By Yvette tenBerge
Teams from four San Diego area
high schools presented their designs for automobiles of the future
before a panel of judges at San Diego State University on Tuesday
in DaimlerChrysler's annual "Build Your Dream Vehicle"
The contest aims at encouraging students to utilize technology and design to invent futuristic, environmentally-friendly concept vehicles. In doing so, students are required to create three-dimensional models and drawings of their vehicles, as well as to develop marketing plans. The program provides students with the chance to apply classroom learning to real-life situations by stressing teamwork, marketing, finance, ergonomics, production planning and communication strategies.
"This [competition] offers a good challenge and good experience for students. They are able to present to professionals who will give them real-world feedback in a career that they might want to go into. One of the nice things about this contest is that you have students watching students. It becomes a competition within the school for students to better themselves," says Mark Ederer, the Technical Engineering teacher at Crawford High School who brought two teams to this year's competition. "When you have students asking how they can better themselves, powerful learning is taking place.
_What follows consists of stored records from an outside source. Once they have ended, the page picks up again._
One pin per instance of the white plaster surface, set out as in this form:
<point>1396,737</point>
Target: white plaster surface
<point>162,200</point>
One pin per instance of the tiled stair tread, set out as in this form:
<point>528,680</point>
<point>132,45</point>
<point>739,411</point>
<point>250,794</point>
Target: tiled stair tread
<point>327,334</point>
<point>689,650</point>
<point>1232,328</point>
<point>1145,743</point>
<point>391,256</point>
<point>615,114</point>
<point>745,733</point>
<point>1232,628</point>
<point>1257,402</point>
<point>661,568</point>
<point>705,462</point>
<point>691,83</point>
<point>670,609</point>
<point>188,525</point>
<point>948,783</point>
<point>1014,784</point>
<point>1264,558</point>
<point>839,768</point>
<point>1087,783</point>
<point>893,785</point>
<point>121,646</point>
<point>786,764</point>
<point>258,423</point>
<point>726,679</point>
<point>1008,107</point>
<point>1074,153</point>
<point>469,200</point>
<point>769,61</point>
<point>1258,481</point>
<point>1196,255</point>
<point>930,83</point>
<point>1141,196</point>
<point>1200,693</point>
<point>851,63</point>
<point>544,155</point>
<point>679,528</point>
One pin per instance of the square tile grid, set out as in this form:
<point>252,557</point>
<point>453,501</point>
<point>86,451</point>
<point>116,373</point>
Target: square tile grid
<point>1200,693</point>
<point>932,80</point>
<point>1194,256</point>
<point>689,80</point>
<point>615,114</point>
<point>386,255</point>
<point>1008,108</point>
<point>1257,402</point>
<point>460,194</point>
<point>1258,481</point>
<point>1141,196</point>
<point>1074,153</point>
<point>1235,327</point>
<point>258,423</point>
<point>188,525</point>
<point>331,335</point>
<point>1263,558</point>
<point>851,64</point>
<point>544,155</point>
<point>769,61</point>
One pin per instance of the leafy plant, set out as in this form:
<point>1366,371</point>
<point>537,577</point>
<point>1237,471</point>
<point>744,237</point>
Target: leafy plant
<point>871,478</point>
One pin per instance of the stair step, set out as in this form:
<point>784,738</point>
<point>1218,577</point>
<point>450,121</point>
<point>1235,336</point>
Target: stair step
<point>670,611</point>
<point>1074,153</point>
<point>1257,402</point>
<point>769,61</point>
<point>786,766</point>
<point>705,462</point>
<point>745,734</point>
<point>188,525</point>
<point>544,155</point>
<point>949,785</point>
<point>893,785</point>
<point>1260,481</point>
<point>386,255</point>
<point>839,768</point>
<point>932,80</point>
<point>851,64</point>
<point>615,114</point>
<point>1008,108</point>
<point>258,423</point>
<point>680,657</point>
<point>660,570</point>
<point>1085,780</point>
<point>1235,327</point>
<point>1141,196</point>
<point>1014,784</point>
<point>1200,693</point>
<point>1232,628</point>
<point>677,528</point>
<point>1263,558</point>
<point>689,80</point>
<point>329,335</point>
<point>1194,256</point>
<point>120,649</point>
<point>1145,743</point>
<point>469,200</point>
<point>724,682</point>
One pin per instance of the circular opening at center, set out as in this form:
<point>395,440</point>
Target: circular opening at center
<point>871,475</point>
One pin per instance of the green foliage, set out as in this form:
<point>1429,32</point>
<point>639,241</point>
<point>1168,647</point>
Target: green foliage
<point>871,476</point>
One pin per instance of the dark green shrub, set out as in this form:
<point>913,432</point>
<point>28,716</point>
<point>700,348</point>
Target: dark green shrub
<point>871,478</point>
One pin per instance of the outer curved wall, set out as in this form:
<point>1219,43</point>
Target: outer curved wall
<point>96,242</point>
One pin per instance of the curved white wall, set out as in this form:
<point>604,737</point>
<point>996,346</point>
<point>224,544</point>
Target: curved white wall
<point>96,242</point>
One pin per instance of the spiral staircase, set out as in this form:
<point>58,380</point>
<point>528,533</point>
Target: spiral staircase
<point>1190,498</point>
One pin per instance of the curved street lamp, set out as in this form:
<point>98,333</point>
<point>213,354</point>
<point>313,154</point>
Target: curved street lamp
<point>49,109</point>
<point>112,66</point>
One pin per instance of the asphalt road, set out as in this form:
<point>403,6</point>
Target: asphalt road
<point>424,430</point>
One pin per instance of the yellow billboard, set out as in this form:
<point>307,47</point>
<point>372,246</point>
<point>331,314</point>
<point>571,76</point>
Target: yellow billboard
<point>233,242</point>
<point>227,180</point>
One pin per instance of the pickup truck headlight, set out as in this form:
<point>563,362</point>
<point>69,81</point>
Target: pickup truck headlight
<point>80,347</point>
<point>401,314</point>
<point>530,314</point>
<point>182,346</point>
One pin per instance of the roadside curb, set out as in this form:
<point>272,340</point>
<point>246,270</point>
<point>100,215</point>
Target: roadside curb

Students need to have an appreciation of education, and this program gives them that whether they win or lose."
Elaborate Powerpoint presentations, carefully constructed plastic models (one with working electrical headlights, turn signals and fog lights) and oral presentations recited from memory made it obvious that these students had put a great deal of time and hard work into their projects. The effort dedicated to this contest, as a group of Crawford seniors points out, comes on top of sports, after-school and weekend jobs and a full course load that includes A.P. classes. Participation is a sacrifice, to say the least, but one these students consider well worth it.
"We came back this year because we wanted to take vengeance instead of second place like we did last year. A lot of us want to be engineers, which is why I took the class last year. Our team wasn't offered [the chance to take Mr. Ederer's class] this year, so we did this entire project on our own time. This week alone we must have put in close to 50 hours," says Jason Robertson, a 17 year-old Crawford student whose extracurricular activities include football, tennis and wrestling. "A lot of kids [at our school] are skeptical because we sit there and carry around our model. They might think that it's ugly, but if we [had won], they'd all want to be our best friends."